There is hardly a topic loaded with such emotion as money, seemingly at the root of all trouble including family fallouts, divorces, and the end of longtime friendships.
Dave Ramsey once said that “you must gain control over your money or the lack of it will forever control you.”
There are numerous life lessons to learn over the issue of money. Self-esteem or the lack of it is closely intertwined with what we earn or what we perceive we are entitled to. Society especially measures the success of a person in terms of how money assets that person appears to have. Almost the entire spectrum of human emotions can be linked to money issues.

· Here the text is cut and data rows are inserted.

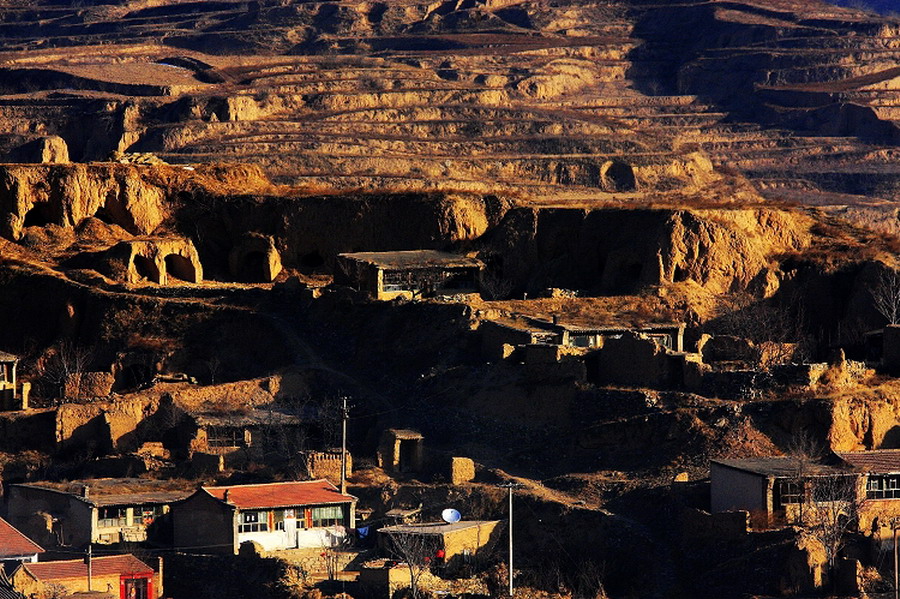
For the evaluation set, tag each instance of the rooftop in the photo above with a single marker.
(121, 491)
(404, 433)
(780, 466)
(284, 494)
(14, 544)
(413, 259)
(877, 460)
(249, 418)
(434, 528)
(77, 568)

Money is an exchange of energy
The bottom line is that money is basically an exchange of energy. The nature of energy however is that it fluctuates and is impermanent. It can be extremely fickle. Fame and fortune can be accumulated and then lost overnight. Being wealthy does not necessarily mean that you have less fear and anxiety than anyone else.
The sudden accumulation of money through an inheritance or a lottery win will merely amplify basic character traits. For some individuals, such a windfall can be a curse. Others see blessings of wealth as a special responsibility. Some individuals, I know personally, are principally giving away regularly a good percentage of whatever they earn and doing most of it anonymously. They see possession of wealth as coming with the responsibility of giving back to society. Using money energy in the right way opens up enormous possibilities, coming from the heart of an abundance mindset.
But our consumerist culture is indoctrinating us with a scarcity mindset that inevitably leads to a “never enough” mentality. It is a culture based on the satisfaction of external needs at the neglect of internal needs.
Numerous psychological studies reveal that the pleasure resulting from such a consumerist mindset soon wears off depending on the frame of reference the individual has. There is a saying that money can’t buy you happiness but that is true only to a certain extent. How much you earn determines the safety and security of the neighborhood you live in, what education your children get, whether you can buy healthy foods, and your longevity.